MUNICH — Spende, reads the sign leaning against a tent outside Munich’s main train station. Donations. Items needed for the hundreds of thousands of refugees who have been pouring into Germany in recent months. Germany, the final destination — the refugees hope — of long, arduous, often heartbreaking journeys from Afghanistan, Somalia and, in greatest numbers, Syria.
Bottled water
Baby formula (liquid)
Diapers
Apples
The list goes on. What it doesn’t include but might is Deutschlehrer (German teacher). Munich and, more particularly, the small Bavarian villages where many of the refugees are being sent lack the human resources to facilitate what politicians left, right, and center agree is a linchpin to any refugee policy: integration. A big part of which is learning German.
Munich’s residents are quickly ticking off what’s on the list; just a few days after Hungary began letting refugees through to Germany and Austria this summer, the city’s police had to ask people to stop bringing toys, umbrellas, and blankets for the refugees: They had more than enough. Whether what the teachers represent will be as forthcoming — a “Welcome to Germany” sign that won’t be furled up again after a few months — remains to be seen. Several politicians, including Minister-President Horst Seehofer of Bavaria, are gambling on a backlash, and even if Angela Merkel sticks to her stance that all refugees are welcome, she is careful to distinguish between “economic migrants” from the Balkans (not welcome) and people from still-war-torn lands.
Whether learning German is a priority for the refugees is another question. A young Bangladeshi I met on his way to the visa-processing offices was hoping to change his asylum status from Italian to German because he’d heard he could get by with English here — an impossibility in Milan. And he’s right, to some extent. The Technische Universität München, for example, is opening its classrooms to refugees whose studies at home were interrupted, and as many of those classes are in English as in German.
But for most jobs, at least some command of the language is necessary. Moreover, language classes might start to provide what these families and young men and old men need most: a path back to a more normal existence than what they’ve experienced over the past months and even years. A psychiatrist told The Washington Post recently, “I don’t think that all these Syrian children need trauma counseling. The social institutions that protect family, restore school and normality, are the most important things for mental health.”

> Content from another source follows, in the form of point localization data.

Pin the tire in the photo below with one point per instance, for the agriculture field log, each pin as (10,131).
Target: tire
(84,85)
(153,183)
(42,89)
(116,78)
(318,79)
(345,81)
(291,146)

Are Germans comfortable sharing these social institutions, potentially for the long term? Despite millions of Turks moving here since the 1960s, as well as waves of migrants (often with German ancestry) coming from the former Soviet Union, Germany has not come around easily to the idea that it might be a country of immigrants. And yet attitudes are changing, particularly among the young. The teen heartthrob of the moment is Elyas M’Barek, an Austrian actor raised in Munich whose father’s family comes from Tunisia. And where 20 years ago, “Kanak Sprak,” or Turkish-inflected, error-laden German, was a target of jokes and derision among native German speakers, it’s now considered cool in certain (non-Turkish) crowds.
The faltering German of the refugees might not fall into the same category, but it may prove just as healthy for Germans to hear as for refugees to learn — reminding the citizens here of their better selves, and helping them embrace the changing nature of their country, a land increasingly comfortable opening its doors to huddled masses yearning to breathe free.